Spend the days leading up to the Hungarian event watching their films
Cartoons are inevitably a part of childhood. Animation is not only a popular source of entertainment, but it also has many positive effects on children. In the early stages of learning, it helps them develop their cognitive skills, logic and reasoning. It helps them learn different languages. It also instills creativity.
Every last Sunday in May Hungary celebrates “Children’s Day”, during which cultural and educational activities focusing on the well-being of children are organized. This year the Hungarian Embassy in Manila commemorates the occasion with the traditional Hungarian Film Festival. Children will see some of the best animated films, from contemporary classics or big names to cult films from the Central European country.
The Hungarian Film Festival or HUFF is an annual event that commemorates Hungarian cinema in the Philippines. It was first organized five years ago. The Hungarian Embassy honors the youngest members of society by treating them with all kinds of cartoons.
Hungarian animation has a rich history that began in 1914. Starting with short promotional cartoons before the World Wars, cartoons in Hungary experienced sporadic and hesitant development during the turbulent years. With communism came the nationalization of the Hungarian animation studio, and politics strongly dictated the subject of cartoons. In the 1970s, the softening effects of Goulash Communism allowed artists to begin to express themselves. The period between the 60s and the 80s is considered the golden age of Hungarian animation.

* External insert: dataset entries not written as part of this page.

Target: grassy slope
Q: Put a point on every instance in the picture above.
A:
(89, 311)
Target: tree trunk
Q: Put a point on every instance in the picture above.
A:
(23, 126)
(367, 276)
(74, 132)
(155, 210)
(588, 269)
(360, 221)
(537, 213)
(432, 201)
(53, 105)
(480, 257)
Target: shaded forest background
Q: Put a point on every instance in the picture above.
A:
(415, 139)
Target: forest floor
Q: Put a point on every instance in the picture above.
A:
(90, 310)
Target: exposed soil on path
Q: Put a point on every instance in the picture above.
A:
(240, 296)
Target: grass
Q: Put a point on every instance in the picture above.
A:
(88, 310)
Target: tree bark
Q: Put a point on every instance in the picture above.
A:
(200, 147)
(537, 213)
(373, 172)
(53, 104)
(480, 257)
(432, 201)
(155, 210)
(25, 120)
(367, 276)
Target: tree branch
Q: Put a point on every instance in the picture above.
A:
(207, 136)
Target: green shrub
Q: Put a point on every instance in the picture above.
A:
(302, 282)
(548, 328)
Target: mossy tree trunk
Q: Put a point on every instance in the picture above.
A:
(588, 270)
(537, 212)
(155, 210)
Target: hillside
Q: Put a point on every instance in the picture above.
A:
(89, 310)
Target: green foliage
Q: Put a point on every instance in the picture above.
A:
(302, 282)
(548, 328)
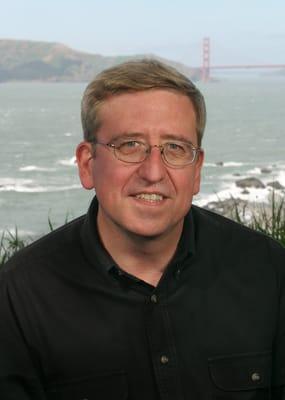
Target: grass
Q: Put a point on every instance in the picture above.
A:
(269, 220)
(10, 243)
(266, 219)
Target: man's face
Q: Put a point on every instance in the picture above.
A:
(153, 116)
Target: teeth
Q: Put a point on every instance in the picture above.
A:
(149, 196)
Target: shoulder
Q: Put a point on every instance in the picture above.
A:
(231, 237)
(57, 247)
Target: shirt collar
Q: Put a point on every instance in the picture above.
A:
(98, 256)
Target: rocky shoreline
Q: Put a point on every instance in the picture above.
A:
(246, 209)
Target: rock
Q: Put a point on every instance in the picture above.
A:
(276, 185)
(265, 170)
(250, 182)
(226, 207)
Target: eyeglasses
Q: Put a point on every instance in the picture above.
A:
(176, 154)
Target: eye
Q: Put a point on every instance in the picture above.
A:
(129, 146)
(176, 147)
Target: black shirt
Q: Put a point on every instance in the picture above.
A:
(75, 326)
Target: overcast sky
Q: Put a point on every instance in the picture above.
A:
(241, 31)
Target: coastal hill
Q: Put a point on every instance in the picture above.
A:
(22, 60)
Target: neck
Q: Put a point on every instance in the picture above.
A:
(144, 257)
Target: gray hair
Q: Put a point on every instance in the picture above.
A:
(135, 76)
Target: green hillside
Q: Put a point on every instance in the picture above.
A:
(27, 60)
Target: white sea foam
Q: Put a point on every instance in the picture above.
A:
(233, 164)
(232, 191)
(70, 162)
(29, 186)
(29, 168)
(224, 164)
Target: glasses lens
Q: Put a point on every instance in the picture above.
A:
(179, 153)
(131, 151)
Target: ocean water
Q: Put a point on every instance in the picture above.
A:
(40, 127)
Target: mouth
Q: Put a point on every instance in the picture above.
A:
(150, 197)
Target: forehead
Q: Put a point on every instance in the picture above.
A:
(151, 113)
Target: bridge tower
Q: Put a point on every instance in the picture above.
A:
(206, 60)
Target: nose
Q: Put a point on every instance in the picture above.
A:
(153, 169)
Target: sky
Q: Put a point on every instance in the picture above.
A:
(240, 31)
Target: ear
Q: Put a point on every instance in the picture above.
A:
(197, 173)
(84, 160)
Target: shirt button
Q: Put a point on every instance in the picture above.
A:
(255, 377)
(164, 359)
(153, 298)
(177, 274)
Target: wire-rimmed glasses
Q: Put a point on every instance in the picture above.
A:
(176, 153)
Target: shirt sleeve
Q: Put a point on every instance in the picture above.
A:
(278, 379)
(18, 375)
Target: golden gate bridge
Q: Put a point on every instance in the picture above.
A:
(207, 67)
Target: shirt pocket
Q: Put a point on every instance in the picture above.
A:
(106, 386)
(241, 376)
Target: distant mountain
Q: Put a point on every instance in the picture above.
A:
(28, 60)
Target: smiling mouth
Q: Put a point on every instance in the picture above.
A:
(152, 197)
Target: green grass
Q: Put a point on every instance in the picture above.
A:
(266, 219)
(10, 243)
(269, 220)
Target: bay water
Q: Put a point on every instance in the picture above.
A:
(40, 128)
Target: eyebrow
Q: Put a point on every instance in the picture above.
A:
(140, 135)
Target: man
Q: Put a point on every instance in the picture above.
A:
(146, 297)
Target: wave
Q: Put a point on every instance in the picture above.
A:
(28, 186)
(233, 192)
(70, 162)
(29, 168)
(224, 164)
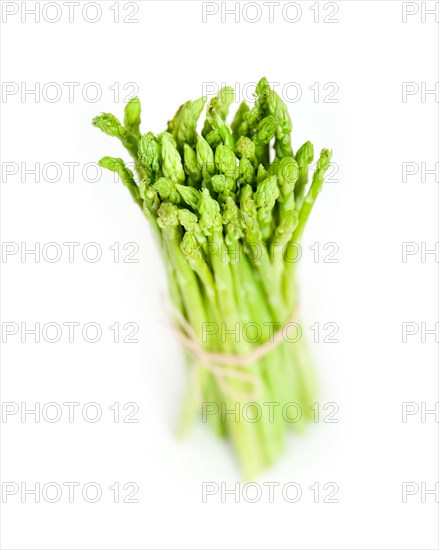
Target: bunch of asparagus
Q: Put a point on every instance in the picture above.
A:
(228, 206)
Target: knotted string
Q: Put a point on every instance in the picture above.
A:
(219, 363)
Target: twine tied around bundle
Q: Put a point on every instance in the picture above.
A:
(223, 365)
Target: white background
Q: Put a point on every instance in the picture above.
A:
(369, 212)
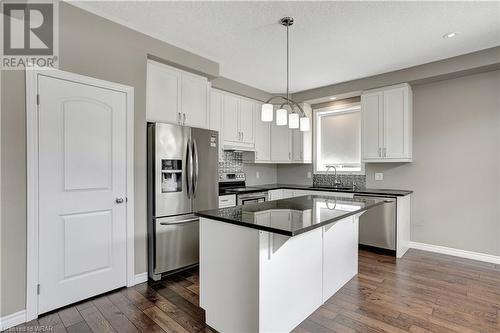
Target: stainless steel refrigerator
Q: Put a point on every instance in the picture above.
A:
(182, 179)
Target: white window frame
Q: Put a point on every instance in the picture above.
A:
(346, 108)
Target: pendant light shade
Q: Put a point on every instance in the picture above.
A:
(266, 113)
(281, 117)
(293, 120)
(304, 124)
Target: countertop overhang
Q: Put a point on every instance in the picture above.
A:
(359, 190)
(293, 216)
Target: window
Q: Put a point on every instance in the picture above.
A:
(338, 139)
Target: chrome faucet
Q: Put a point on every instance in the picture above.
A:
(335, 181)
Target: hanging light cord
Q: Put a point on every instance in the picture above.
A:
(288, 100)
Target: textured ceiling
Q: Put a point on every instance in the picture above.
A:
(331, 42)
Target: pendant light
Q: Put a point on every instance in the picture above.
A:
(267, 112)
(294, 120)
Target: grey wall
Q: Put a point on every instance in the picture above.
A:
(92, 46)
(475, 62)
(456, 168)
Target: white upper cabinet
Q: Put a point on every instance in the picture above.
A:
(247, 111)
(230, 118)
(175, 96)
(216, 100)
(163, 93)
(387, 124)
(371, 124)
(215, 118)
(194, 100)
(237, 122)
(262, 138)
(281, 144)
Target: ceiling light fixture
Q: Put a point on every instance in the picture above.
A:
(450, 35)
(295, 120)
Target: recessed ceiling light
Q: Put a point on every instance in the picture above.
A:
(450, 35)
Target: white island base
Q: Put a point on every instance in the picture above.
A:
(257, 281)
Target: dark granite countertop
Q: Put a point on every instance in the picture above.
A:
(359, 190)
(294, 216)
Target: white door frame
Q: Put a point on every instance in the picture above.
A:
(32, 75)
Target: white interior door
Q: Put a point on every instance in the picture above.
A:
(82, 187)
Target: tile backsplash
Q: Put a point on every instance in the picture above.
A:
(231, 161)
(345, 180)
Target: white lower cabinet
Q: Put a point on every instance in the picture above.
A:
(340, 249)
(275, 281)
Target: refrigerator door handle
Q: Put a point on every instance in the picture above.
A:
(189, 168)
(196, 168)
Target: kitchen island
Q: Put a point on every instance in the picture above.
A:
(266, 267)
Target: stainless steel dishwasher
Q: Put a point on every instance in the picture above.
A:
(377, 226)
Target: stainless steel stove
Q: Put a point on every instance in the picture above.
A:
(235, 183)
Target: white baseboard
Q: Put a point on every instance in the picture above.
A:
(141, 278)
(20, 316)
(456, 252)
(12, 320)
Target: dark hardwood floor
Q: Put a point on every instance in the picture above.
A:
(423, 292)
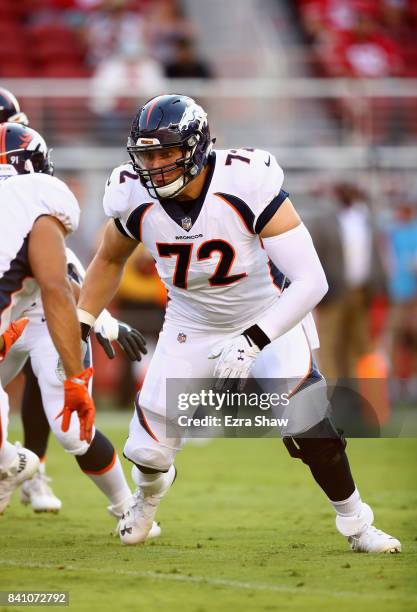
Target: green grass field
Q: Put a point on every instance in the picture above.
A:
(244, 528)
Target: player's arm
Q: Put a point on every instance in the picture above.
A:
(48, 262)
(289, 246)
(104, 273)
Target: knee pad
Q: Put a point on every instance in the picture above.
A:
(71, 442)
(320, 445)
(158, 458)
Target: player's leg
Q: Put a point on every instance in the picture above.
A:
(37, 492)
(98, 460)
(17, 464)
(311, 436)
(153, 441)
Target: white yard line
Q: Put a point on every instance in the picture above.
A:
(232, 584)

Representing the best of Hungarian animation, these five films will be presented at HUFF.
Bela Ternovszky The city of cats (Macskafogó, 1986), which will open the festival, is an animal parody of Hollywood spy films. In the year 80 AMM (After Mickey Mouse) on Planet X, the syndicated crime cats attempt to wipe out the population of mice. However, the mouse scientist Professor Fushimishi has found a weapon against the threat. Retired Constable Nick Grabowsky is tasked with securing the plans, along with Sgt. Lazy Dick, a second secret agent employed to distract cats.
A faithful adaptation of the famous children’s novel of the same name by István Fekete, The little fox (Vuk, 1981), tells the story of an orphan fox who matures in the harsh forest. Along with Cat City, Vuk is considered one of the most beloved classics of Hungarian animation.

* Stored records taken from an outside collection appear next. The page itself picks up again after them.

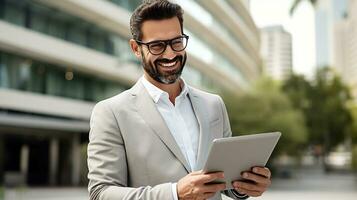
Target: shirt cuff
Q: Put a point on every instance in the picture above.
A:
(239, 196)
(174, 190)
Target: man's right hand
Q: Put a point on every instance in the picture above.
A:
(194, 185)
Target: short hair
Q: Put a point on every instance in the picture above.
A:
(153, 10)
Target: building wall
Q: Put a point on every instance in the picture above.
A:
(345, 51)
(276, 50)
(327, 14)
(351, 57)
(58, 58)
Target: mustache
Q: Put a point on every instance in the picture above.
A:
(165, 60)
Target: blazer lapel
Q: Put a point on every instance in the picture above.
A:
(147, 109)
(204, 138)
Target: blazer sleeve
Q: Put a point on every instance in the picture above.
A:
(108, 174)
(227, 132)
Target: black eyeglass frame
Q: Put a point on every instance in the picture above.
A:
(167, 42)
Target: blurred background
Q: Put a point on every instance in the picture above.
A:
(281, 65)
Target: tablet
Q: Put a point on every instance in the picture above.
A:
(234, 155)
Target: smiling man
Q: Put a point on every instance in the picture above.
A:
(151, 141)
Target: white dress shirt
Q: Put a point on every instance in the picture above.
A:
(180, 119)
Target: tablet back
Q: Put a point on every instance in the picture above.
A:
(237, 154)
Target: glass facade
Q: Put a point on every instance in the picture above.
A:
(30, 75)
(127, 4)
(40, 18)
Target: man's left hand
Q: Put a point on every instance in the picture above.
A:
(258, 181)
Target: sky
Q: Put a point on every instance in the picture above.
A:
(301, 25)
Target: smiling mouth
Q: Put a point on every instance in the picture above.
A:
(168, 65)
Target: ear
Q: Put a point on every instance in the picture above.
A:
(135, 48)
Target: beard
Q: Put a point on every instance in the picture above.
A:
(154, 69)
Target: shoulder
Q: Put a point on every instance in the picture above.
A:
(113, 103)
(206, 96)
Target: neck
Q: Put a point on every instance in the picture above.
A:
(173, 89)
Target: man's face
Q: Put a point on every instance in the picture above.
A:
(167, 67)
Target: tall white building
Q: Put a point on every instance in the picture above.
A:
(346, 51)
(328, 13)
(276, 50)
(59, 57)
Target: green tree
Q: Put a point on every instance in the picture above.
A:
(266, 109)
(324, 104)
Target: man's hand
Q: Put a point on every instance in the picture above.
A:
(258, 181)
(193, 185)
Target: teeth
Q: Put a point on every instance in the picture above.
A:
(168, 64)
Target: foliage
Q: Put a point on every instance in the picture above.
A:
(267, 109)
(324, 104)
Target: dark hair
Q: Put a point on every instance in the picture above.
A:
(153, 10)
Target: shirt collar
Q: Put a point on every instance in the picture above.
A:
(156, 93)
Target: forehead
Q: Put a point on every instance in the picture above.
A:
(160, 29)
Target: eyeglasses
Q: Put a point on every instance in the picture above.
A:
(159, 46)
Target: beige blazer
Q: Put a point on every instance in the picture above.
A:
(131, 152)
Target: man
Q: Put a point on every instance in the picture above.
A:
(151, 141)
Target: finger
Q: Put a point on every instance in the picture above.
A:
(262, 171)
(208, 195)
(249, 192)
(197, 172)
(213, 187)
(248, 186)
(206, 178)
(256, 178)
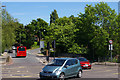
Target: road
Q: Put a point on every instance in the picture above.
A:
(30, 67)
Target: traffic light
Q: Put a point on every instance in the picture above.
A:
(53, 44)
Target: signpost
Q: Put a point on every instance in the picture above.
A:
(111, 48)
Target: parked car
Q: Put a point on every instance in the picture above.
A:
(61, 68)
(85, 64)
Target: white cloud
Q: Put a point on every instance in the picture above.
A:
(60, 0)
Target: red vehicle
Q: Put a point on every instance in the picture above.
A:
(21, 51)
(85, 64)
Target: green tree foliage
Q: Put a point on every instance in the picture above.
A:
(36, 27)
(63, 31)
(53, 16)
(96, 27)
(9, 24)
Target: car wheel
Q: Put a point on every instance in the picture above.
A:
(79, 74)
(62, 76)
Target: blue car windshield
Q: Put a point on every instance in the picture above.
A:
(83, 59)
(56, 62)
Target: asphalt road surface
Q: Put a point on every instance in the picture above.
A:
(28, 69)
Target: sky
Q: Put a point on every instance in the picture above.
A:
(27, 11)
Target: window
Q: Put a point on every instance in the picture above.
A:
(69, 63)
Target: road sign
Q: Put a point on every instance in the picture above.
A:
(110, 41)
(41, 44)
(110, 47)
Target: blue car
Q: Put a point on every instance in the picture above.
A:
(61, 68)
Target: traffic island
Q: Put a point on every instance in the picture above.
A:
(5, 58)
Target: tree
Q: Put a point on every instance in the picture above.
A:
(63, 32)
(53, 17)
(95, 26)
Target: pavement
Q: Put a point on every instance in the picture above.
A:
(5, 58)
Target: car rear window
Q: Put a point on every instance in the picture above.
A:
(57, 62)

A romantic historical piece set in the Habsburgs and Turkish-occupied Hungary, The treasure of the swamp forest (Szaffi, 1985), takes place in the tumultuous 18th century. The poor Hungarian aristocrat Jonas helps a young, pretty Roma gypsy and the illegitimate daughter of a Turkish pasha named Szaffi to obtain the treasure which is due to him by right of inheritance.
Animation has many positive effects on children. In the early stages of learning, it helps them develop their cognitive skills, logic and reasoning. It helps them learn different languages. It also instills creativity.
Willy the sparrow (Vili un verb, 1989) tells the story of a 10-year-old boy transformed into a bird by a fairy. Young Vili is turned into a sparrow as punishment for shooting birds with a BB pistol.
The captain of the forest (Az erdő kapitánya, 1988) follows the story of Captain, a brave dog and forest police captain, who must outsmart his nemesis, Zero the Cat, a master of disguise and fraud, who plans to take over the woods.